Film - Anna and the Apocalypse - a zombie movie with heart and rhythm
At a soup kitchen in Little Haven, Scotland, Santa’s spreading more than just festive cheer. Across town, school leaver Anna (Ella Hunt) is forced to put her gap year plans on hold when zombies tie her and best friend John (Malcolm Cumming) down to the bowling alley where they work after class. Together with activist Steph (Sarah Swire), filmmaker Chris (Christopher Leveaux) and ex-boyfriend Nick (Ben Wiggins), Anna must make their way back to school so that Anna can reunite and reconcile with her father, Tony (Mark Benton), with whom she argued the night before as he prepared to chaperone the Christmas dance.
The words Scottish cinema are likely to conjure one of two images: the classic scenes of Peter Riegert stargazing from fictional Ferness in Bill Forsyth's Local Hero or the rather more iconoclastic introduction to Ewan McGregor as he crashes down Princes Street in Danny Boyle's Trainspotting. A few recent films such as Sunshine on Leith and Under the Skin have helped to redefine Scotland for modern audiences but few are likely to have a more resounding influence on how the country is perceived overseas than Anna and the Apocalypse -- John McPhail's Yuletide zombie musical. You can now add a third: Hunt wielding a bloodied candy cane against a throng of Christmas-jumpered undead.
To focus on the apocalypse, however, would be to do Anna a disservice, for as effectively as the zombie interlopers are handled they are but one small element in a remarkably multifaceted movie -- the dead don't even rise until the film's second act. Prior to this, director John McPhail, working from a script by Alan McDonald and the late Ryan McHenry, who inspired the feature film with his BAFTA-winning short Zombie Musical, establishes an appealing and genuinely affecting cast of characters who seem surprisingly relatable, even as they're bursting into song -- or later -- leaping into action. It's also pleasingly Scottish, even if Hunt herself is actually English, with Paul Kaye playing the school's villainous headmaster, Mr. Savage, like some sort of deranged Beano character.

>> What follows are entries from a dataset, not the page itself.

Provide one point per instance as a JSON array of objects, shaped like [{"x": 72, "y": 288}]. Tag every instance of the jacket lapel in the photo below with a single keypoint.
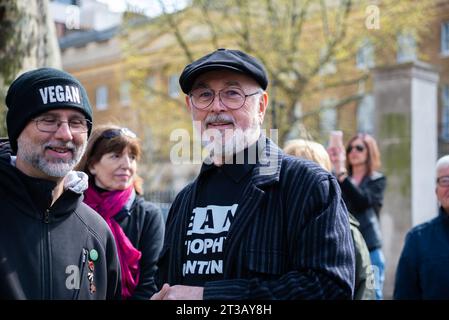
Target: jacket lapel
[{"x": 265, "y": 173}]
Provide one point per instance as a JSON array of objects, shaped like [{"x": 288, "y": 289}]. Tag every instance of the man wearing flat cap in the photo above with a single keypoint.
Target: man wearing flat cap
[
  {"x": 52, "y": 245},
  {"x": 255, "y": 223}
]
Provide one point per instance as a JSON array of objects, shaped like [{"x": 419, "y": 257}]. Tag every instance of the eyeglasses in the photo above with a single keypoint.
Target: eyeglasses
[
  {"x": 443, "y": 181},
  {"x": 112, "y": 133},
  {"x": 357, "y": 147},
  {"x": 230, "y": 97},
  {"x": 51, "y": 124}
]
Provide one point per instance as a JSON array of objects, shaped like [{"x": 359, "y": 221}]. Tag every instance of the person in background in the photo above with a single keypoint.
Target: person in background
[
  {"x": 52, "y": 245},
  {"x": 363, "y": 189},
  {"x": 115, "y": 192},
  {"x": 364, "y": 277},
  {"x": 422, "y": 271}
]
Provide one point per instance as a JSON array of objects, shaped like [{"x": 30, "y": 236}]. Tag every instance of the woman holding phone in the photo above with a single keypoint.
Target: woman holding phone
[{"x": 363, "y": 189}]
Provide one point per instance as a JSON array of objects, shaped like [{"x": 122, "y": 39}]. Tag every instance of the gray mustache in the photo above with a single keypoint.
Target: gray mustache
[
  {"x": 211, "y": 118},
  {"x": 69, "y": 145}
]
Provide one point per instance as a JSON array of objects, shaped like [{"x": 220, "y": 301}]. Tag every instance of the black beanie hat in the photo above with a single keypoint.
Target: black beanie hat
[
  {"x": 234, "y": 60},
  {"x": 39, "y": 91}
]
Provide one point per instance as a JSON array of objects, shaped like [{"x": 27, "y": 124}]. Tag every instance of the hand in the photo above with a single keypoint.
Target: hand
[
  {"x": 338, "y": 157},
  {"x": 179, "y": 292},
  {"x": 161, "y": 294}
]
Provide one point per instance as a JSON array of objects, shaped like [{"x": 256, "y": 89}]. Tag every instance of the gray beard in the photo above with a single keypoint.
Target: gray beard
[
  {"x": 222, "y": 151},
  {"x": 59, "y": 168}
]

As for the songs themselves, Roddy Hart and Tommy Reilly have gone above and beyond to deliver one of the best original soundtracks of the year. Catchy and accomplished in their own right, each song also propels the plot forward while providing an opportunity for the cast to develop their characters and the choreographer (Swire again) to stage a dynamic showstopper. There are a number of standouts, most of them in the near faultless first act, with Hollywood Ending and Beautiful Day springing immediately to mind. Of the extremely talented young cast, Marli Sui is perhaps the most underserved, separated from her cohorts for the majority of the second act and almost lost in the third, but her character’s performance of It's That Time of Year -- the unassuming title belies a spectacularly salacious solo in the vein of Santa Baby -- steals the show regardless.
As promising as Anna and the Apocalypse is in these early stages, evoking and occasionally equaling everything from Shawn of the Dead to Buffy the Vampire Slayer's Once More With Feeling, the premise struggles to sustain itself across its relatively light ninety minutes. Cinematographer Sara Deane does a tremendous job of making Little Haven (actually Port Glasgow and Greenock) cinematic, whether lensing a bowling alley or a cemetery, she struggles -- as do McPhail, McDonald and their cast -- to keep things interesting upon the characters' return to school. That said, for a film that succeeds on so many other levels, it's hardly the end of the world.